Diese Patientinnen und Patienten würden Betten belegen, die für die Akutversorgung vorgesehen sind, erklärt Christian Haring, medizinischer Geschäftsführer der tirol kliniken. „Die Langlieger bräuchten eigentlich eine Pflege und keine medizinische Versorgung. Wir bräuchten die Betten, um Patientinnen und Patienten medizinisch versorgen zu können, diese sind aber blockiert. Um eine Zahl zu nennen: Es sind ungefähr 11.000 Belagstage, die wir im letzten Jahr nicht für die Behandlung von Patientinnen und Patienten zur Verfügung gehabt haben.“

Es könne vorkommen, dass Operationen verschoben werden müssen, weil Betten besetzt sind, ergänzt Christine Giesinger, leitende diplomierte Sozialarbeiterin am Landeskrankenhaus Innsbruck. Auch die Mitarbeiterinnen und Mitarbeiter seien überfordert, weil es immer schwieriger werde, Plätze zu finden.

Pflege daheim sei oft unmöglich

Giesinger leitet ein Entlassungsmanagement-Team an den tirol kliniken, das Patienten und Angehörige dabei unterstützt, Versorgungsplätze nach der Entlassung zu finden. „Es ist schon auch frustrierend für die Mitarbeiterinnen und Mitarbeiter, wenn Patienten in ein Heim kommen müssten, aber nichts weiter geht. Wir sind ein Akut-Krankenhaus und keine Pflegeeinrichtung. Wir sollten schauen, dass die Leute weitervermittelt werden, das ist aber oft sehr schwierig“, sagt Christine Giesinger.

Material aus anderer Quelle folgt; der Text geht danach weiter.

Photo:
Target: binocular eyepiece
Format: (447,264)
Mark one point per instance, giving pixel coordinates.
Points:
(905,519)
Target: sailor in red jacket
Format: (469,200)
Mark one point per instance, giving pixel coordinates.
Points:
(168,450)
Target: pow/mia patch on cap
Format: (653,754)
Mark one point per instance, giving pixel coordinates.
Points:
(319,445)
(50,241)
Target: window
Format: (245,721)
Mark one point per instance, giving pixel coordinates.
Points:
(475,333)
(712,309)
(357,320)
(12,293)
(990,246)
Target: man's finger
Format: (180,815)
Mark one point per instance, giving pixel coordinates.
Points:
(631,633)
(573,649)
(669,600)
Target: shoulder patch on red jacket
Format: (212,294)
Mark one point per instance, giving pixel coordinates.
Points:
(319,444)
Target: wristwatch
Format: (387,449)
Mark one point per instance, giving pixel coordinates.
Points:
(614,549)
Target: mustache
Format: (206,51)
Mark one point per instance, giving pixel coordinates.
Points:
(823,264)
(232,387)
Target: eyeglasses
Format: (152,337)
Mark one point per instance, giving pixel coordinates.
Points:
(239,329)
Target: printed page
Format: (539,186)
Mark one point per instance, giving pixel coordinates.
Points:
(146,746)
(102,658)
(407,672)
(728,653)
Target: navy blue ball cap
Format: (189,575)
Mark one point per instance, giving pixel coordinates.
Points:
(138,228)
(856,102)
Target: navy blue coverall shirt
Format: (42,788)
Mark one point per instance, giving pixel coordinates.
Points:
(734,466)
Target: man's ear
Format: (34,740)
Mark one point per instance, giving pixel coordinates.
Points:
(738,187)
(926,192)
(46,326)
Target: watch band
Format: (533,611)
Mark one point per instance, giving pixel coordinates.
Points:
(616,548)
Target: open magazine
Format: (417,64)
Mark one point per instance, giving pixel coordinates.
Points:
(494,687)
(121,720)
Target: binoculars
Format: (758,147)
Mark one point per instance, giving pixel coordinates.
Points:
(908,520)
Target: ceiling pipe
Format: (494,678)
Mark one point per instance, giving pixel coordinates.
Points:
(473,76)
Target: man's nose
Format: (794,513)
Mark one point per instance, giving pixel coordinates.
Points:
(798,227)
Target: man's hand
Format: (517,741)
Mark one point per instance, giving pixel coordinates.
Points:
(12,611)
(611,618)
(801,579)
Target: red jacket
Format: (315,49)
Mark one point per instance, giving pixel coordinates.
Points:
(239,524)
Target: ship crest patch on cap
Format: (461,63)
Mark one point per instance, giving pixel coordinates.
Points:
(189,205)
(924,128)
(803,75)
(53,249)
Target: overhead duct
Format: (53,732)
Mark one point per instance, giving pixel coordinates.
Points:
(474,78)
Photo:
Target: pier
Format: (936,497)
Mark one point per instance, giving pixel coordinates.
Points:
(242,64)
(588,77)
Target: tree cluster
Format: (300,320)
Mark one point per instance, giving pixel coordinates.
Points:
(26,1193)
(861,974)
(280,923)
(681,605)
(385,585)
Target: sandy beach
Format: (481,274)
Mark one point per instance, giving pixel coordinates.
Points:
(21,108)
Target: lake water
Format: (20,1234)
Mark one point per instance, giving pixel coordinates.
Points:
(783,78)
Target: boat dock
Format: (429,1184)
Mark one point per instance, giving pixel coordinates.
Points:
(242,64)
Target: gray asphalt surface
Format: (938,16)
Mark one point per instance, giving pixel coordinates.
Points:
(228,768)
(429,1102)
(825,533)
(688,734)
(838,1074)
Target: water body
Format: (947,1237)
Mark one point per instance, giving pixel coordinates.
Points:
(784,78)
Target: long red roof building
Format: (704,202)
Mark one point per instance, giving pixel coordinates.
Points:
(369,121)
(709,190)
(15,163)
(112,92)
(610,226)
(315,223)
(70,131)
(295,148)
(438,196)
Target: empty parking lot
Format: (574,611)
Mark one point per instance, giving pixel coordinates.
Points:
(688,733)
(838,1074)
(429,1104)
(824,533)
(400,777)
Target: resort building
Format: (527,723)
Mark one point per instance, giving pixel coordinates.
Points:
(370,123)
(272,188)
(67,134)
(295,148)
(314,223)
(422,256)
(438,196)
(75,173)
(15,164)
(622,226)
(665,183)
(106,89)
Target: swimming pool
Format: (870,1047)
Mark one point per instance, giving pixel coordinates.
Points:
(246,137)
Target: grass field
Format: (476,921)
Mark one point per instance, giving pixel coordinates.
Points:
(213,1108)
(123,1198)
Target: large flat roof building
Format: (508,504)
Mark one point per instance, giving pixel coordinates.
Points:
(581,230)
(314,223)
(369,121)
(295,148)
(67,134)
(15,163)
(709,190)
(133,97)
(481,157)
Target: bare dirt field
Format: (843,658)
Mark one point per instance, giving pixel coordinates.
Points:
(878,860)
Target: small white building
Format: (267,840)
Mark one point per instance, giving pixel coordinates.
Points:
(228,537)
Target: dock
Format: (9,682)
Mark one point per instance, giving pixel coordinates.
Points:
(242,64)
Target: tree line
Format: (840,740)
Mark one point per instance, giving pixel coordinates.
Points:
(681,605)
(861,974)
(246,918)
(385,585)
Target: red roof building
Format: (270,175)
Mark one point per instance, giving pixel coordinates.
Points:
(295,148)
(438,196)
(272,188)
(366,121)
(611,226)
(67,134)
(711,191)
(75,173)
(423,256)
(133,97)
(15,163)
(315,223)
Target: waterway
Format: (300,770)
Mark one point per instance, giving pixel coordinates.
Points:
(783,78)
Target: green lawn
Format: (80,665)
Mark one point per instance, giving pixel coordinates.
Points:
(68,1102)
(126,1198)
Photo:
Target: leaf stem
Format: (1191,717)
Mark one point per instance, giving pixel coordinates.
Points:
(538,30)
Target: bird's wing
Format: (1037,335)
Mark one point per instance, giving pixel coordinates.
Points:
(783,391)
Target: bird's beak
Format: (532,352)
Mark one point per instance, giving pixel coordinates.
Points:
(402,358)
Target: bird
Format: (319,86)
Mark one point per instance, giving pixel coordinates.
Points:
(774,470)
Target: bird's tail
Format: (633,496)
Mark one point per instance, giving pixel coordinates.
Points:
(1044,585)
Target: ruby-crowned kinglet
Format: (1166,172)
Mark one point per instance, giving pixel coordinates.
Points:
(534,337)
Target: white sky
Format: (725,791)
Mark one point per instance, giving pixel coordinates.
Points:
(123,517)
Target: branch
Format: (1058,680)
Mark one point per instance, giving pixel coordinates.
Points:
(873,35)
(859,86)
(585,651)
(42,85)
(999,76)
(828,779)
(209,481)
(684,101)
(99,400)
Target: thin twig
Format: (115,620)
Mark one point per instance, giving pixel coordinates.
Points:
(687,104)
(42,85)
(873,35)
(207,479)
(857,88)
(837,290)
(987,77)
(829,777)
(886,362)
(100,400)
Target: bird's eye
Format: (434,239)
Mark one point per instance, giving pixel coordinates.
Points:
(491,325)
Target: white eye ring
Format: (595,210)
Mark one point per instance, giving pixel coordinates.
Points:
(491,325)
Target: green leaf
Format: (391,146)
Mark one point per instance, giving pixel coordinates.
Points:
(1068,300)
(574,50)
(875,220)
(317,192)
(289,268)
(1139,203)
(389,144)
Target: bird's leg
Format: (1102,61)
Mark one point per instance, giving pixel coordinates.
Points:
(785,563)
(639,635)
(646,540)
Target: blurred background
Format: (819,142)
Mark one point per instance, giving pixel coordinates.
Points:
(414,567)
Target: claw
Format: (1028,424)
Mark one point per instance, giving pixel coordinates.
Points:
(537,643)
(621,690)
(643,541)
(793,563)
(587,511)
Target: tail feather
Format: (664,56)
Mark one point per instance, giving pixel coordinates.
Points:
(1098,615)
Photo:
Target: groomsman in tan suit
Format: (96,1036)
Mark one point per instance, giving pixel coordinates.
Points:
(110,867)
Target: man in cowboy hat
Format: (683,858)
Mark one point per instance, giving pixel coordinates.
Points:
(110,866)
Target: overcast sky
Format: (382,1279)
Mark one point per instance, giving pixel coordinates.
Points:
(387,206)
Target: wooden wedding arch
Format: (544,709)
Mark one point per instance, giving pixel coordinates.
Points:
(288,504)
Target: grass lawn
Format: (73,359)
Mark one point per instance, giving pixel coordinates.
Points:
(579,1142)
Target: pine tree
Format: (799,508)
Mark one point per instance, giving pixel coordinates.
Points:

Illustration zum Thema „Pflege“. Im Bild: Eine Diplomierte Gesundheits- und Krankenpflegerin der Caritas versorgt einen im Rollstuhl
APA/HELMUT FOHRINGER
Immer mehr Angehörige können die Versorgung von Pflegebedürftigen nicht mehr alleine übernehmen

Auch Margarethe Rüf ist im Entlassungsmanagement tätig. Sie kümmert sich um die Fälle, die zuhause weiter versorgt werden sollen. „Oft ist eine sehr hohe Pflegebedürftigkeit gegeben. So eine Person zu Hause zu pflegen, erfordert dann unglaublich viel. Im Normalfall kann ein pflegender Angehöriger das alleine gar nicht mehr stemmen.“ Hinzu komme, dass sich viele Angehörige die Pflege zuhause nicht mehr leisten könnten. Teilweise stehe auch keine mobile Hauskrankenpflege zur Verfügung.

Kein finanzielles Problem

Nicht nur Tirol hat dieses Problem. Beispielsweise liegen auch in Salzburg über 50 Patientinnen und Patienten in den Spitälern, die eigentlich entlassen werden sollten. Dort besteht aber rechtlich die Möglichkeit, diese Spitalsbetten kurzzeitig in Pflegebetten umzuwandeln. Das heißt, dass die Kosten dann nicht mehr die Krankenversicherung übernimmt, sondern das Bett wird genauso finanziert wie ein Platz im Pflegeheim.

Eine Lösung wie diese sei in Tirol grundsätzlich denkbar, meint Christian Haring. Das sei allerdings eine landespolitische Entscheidung. „Das würde bedeuten, dass die Angehörigen oder die Betroffenen selbst einen Teil dieser Kosten übernehmen müssten. Das ist eine Entscheidung, die nicht leicht zu treffen ist.“ Das Problem sei aber kein finanzielles, vielmehr ein strukturelles und ein altbekanntes: Das Pflegepersonal fehlt.